¡COLECTIHÉROE! Así frustró el robo a una mujer tras escuchar los gritos: "¡Ayuda, por favor!"
Una vecina fue interceptada por un motochorro cuando regresaba de dejar a su hija en el colegio. El chofer de la línea 160 le bloqueó el paso al delincuente.
Una mujer caminaba por la vía pública tras dejar a su hija en la escuela cuando un motochorro se subió a la vereda para robarle en Lanús. La víctima reaccionó con desesperación, corrió hacia el asfalto para pedir auxilio a los gritos y un chofer de la línea 160 que pasaba por el lugar intervino de inmediato para rescatarla.

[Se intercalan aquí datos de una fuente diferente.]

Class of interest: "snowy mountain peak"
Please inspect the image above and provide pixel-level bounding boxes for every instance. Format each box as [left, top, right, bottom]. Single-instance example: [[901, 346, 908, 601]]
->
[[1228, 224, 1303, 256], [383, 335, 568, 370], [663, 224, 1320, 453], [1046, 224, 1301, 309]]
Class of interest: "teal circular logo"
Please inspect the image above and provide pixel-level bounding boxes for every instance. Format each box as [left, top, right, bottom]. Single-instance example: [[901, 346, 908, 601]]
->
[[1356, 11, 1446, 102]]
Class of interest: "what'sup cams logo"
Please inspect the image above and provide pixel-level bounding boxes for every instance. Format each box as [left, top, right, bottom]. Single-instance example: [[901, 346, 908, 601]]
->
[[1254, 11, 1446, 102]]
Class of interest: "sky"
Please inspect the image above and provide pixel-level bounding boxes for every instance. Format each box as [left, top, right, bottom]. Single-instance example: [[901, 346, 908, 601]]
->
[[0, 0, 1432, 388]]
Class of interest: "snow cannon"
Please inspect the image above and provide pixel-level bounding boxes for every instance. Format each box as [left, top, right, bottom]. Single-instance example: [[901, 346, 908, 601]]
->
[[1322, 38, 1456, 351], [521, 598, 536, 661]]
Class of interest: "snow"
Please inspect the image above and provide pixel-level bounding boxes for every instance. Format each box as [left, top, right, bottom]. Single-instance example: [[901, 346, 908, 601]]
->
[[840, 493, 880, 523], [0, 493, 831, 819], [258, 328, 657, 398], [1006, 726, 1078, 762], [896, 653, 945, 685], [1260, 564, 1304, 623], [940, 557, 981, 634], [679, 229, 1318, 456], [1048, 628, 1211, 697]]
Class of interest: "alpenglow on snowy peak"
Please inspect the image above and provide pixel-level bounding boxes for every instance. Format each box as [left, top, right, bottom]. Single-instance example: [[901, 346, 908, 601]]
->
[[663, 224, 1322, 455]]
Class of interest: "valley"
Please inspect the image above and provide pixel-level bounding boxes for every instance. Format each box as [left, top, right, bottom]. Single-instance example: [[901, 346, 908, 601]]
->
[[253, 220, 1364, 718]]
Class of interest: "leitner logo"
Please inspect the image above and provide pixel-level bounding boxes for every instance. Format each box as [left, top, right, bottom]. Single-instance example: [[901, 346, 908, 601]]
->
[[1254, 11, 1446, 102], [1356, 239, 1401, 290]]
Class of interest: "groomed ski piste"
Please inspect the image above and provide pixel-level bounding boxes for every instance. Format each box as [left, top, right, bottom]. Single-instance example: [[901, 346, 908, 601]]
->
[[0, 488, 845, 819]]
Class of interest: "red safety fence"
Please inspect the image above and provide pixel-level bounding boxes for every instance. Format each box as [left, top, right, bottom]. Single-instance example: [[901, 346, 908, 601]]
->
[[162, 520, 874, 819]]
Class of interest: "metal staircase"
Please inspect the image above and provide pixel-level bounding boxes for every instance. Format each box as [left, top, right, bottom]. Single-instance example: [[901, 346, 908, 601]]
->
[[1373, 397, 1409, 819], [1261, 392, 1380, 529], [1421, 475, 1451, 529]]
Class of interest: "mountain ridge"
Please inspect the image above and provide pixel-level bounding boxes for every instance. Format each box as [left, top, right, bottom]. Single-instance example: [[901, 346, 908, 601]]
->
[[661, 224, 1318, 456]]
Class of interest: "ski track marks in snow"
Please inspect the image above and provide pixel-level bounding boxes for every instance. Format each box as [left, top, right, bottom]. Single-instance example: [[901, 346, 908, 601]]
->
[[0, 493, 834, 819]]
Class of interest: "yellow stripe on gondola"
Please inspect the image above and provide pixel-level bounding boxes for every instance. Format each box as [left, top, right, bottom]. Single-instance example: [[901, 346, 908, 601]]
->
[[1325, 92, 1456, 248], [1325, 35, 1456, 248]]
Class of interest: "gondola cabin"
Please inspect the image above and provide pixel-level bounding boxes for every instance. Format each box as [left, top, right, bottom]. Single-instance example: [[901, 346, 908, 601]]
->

La secuencia delictiva se inició minutos antes, cuando la damnificada detectó la presencia del sospechoso merodeando el barrio. El motociclista llevaba un micrófono colocado, un detalle que llamó la atención de la vecina.
Tras avanzar una cuadra, el asaltante la interceptó directamente sobre la vereda y le exigió de forma violenta que le entregara todas sus pertenencias.
Ante la amenaza inminente, la mujer escapó en dirección a la calle al ver que el transporte público que se aproximaba a la cuadra. Con señas desesperadas y gritos de auxilio, logró captar la atención del colectivero, quien no dudó en actuar para protegerla.
El rescate
El trabajador al volante cruzó la pesada unidad de transporte y le bloqueó por completo el paso al motochorro.
"El colectivero le tiró la trompa del colectivo encima, yo subí y nos fuimos", relató la víctima a los medios.
Durante la maniobra de escape, el teléfono celular de la mujer cayó a la calzada, pero logró levantarlo rápidamente antes de refugiarse en el interior del colectivo junto al chofer héroe.
Testigos del intento de asalto indicaron que el delincuente simuló llevar un arma de fuego oculta entre sus prendas para amedrentar a la víctima. El motochorro se introdujo la mano en el pantalón con el ademán de extraer un objeto, aunque la mujer refirió que en ningún momento llegó a observar el armamento de forma directa.
Luego de verse frustrado por la intervención del colectivero de la línea 160, el sospechoso huyó a alta velocidad por las calles linderas y continuó con su raid delictivo.
A las pocas cuadras del primer hecho, asaltó a otra joven y los vecinos denunciaron un ataque bajo la misma modalidad contra una embarazada en cercanías a la estación.